I should have gone ahead and bought the Pro system.  It "listens" to the wind noise through the driver's microphone, and adjusts the volume to be lower when the bike is moving slowly.  This is a convenience, but not a major feature - TopGear tells me that the maximum loudness is really about the same between Eurocom and Pro; the Pro just turns things down for you when appropriate.  The Pro also apparently has even better microphones, and has a music fader for driver/passenger - since my wife refuses to wear earplugs, this would be helpful.  Major drawback to the Pro is that it requires a regulated 9V power supply, and doesn't use the headsets from the Eurocom - no upgrade path here!

Installation Highlights

The Eurocom, #4 in the picture, is installed in the tail of the bike.  I tied it into a fuse panel (#1) that I got from Tulsa Accessories.  The panel is powered through a 30A relay (#2), which is tied straight to the battery (fused at the battery, of course).   Hint: it's easier to tap power from the starter motor than the battery - my mechanic pointed that out to me at 600 mile service.  Learn from my mistake :-)

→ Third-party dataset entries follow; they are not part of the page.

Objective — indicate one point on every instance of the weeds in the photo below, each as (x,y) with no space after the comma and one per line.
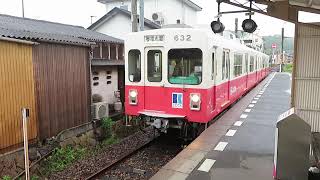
(111,140)
(62,158)
(107,125)
(6,178)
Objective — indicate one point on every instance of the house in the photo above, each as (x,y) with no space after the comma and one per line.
(162,11)
(117,21)
(45,67)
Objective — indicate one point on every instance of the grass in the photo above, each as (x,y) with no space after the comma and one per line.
(288,68)
(111,140)
(62,158)
(6,178)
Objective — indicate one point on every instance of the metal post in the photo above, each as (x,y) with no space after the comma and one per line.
(91,19)
(134,16)
(25,115)
(22,8)
(141,20)
(282,43)
(236,27)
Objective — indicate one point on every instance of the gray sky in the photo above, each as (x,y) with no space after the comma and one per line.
(78,12)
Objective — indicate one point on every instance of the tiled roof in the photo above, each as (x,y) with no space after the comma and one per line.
(24,28)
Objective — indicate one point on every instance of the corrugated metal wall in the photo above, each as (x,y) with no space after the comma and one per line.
(62,87)
(16,91)
(306,85)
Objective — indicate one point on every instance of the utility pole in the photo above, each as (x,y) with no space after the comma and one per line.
(22,8)
(282,42)
(236,28)
(141,17)
(134,16)
(91,17)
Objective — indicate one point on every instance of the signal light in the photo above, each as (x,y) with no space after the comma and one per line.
(248,25)
(217,26)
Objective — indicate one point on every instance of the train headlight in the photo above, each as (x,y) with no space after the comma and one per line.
(217,26)
(195,98)
(133,97)
(195,101)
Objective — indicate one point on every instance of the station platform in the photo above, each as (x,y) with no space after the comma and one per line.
(240,144)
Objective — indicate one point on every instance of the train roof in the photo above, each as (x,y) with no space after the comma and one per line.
(212,39)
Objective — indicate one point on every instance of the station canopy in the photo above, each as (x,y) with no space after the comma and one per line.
(287,10)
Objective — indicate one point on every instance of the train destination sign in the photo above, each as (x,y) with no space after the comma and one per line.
(153,38)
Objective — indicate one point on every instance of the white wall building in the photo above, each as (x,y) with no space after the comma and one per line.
(117,23)
(168,11)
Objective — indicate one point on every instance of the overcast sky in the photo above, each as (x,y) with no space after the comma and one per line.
(78,12)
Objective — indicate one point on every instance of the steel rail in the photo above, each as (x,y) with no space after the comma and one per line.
(114,162)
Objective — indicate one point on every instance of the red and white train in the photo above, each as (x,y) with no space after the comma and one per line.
(184,77)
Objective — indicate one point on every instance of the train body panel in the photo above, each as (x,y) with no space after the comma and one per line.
(187,74)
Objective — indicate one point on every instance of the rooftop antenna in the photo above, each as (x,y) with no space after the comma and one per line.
(22,8)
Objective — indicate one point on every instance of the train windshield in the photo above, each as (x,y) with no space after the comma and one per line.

Installation was pretty straightforward.  I routed wires along the right side of the bike, under the tank, and into the steering area.  The driver's lead is long enough to extend up the front of the tank, where it's secured with a cable clamp fastened under an existing screw.  The extensions provided by the radar interface and the PTT/Vox Mute interface give the transceiver lead enough length to end up just under the headlight, where I strapped it to a support tube.  I put the FRS and Cell phone leads there as well, so by reaching up under the headlight (from in front of the bike), I can switch back and forth by feel.

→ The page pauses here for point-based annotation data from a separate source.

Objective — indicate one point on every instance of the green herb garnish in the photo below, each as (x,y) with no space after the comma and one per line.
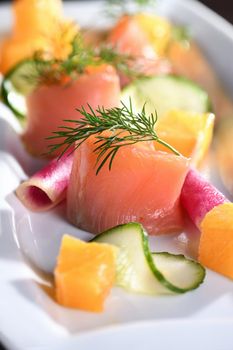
(123,127)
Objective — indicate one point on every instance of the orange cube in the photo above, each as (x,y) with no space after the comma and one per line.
(216,243)
(84,274)
(190,133)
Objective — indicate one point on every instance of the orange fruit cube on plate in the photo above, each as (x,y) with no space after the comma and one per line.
(190,133)
(216,243)
(84,274)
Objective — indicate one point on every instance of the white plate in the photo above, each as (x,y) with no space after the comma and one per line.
(29,319)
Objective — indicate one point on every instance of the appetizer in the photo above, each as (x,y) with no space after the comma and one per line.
(129,123)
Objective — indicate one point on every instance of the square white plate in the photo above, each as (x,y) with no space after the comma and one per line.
(29,319)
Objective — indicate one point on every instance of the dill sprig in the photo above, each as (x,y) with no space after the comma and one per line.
(123,127)
(43,70)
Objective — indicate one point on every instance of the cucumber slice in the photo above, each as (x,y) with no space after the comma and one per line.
(17,84)
(140,271)
(163,93)
(178,270)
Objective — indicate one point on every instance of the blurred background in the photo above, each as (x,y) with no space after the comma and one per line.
(223,7)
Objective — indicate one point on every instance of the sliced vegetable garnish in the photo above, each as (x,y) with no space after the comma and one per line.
(18,83)
(138,270)
(165,93)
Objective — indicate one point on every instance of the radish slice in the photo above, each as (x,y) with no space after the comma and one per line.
(46,188)
(198,196)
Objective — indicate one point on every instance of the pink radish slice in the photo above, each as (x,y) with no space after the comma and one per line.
(198,197)
(46,188)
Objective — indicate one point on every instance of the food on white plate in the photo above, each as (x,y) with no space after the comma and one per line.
(164,93)
(47,187)
(37,26)
(141,184)
(86,271)
(139,270)
(187,60)
(84,274)
(125,168)
(198,196)
(223,152)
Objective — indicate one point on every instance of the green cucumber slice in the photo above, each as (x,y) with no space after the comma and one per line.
(163,93)
(18,83)
(178,270)
(140,271)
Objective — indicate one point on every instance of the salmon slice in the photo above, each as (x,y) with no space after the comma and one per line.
(49,105)
(46,188)
(143,185)
(128,37)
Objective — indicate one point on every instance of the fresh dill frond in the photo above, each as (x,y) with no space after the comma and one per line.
(124,63)
(112,129)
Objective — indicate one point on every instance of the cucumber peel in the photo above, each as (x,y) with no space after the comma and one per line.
(139,270)
(164,93)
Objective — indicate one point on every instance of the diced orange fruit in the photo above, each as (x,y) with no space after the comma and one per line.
(38,25)
(84,274)
(33,17)
(157,29)
(190,133)
(216,243)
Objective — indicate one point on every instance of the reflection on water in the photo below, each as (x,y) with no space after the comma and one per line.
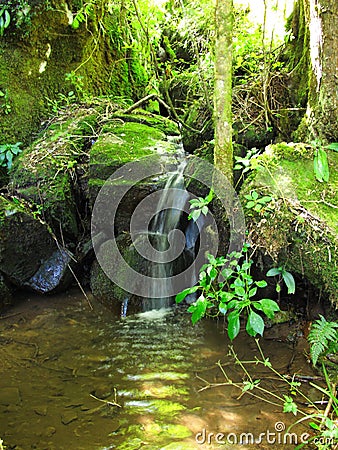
(72,378)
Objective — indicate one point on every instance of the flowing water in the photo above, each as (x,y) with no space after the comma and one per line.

I installed the PTT/Vox Mute switch on the left grip.  I used a razor saw to cut the bar-mount bracket off of the switch, then used Radio Shack super-mount foam tape (strong stuff!) to mount the switch as shown in the picture to the right.  It's a very clean installation - the switch doesn't look out of place at all.  This switch is handy if you use CB or FRS and carry a passenger.  The VOX in the Eurocom does a terrific job of keying the mike for you, but having the ability to turn that feature off lets you have a private conversation with your passenger, without broadcasting it over the 2-way.  Just push the switch all the way down for VOX, set it to the middle for manual PTT (easily actuated with your left forefinger), or all the way up for constant transmit (why??? Who knows.  But you have the option).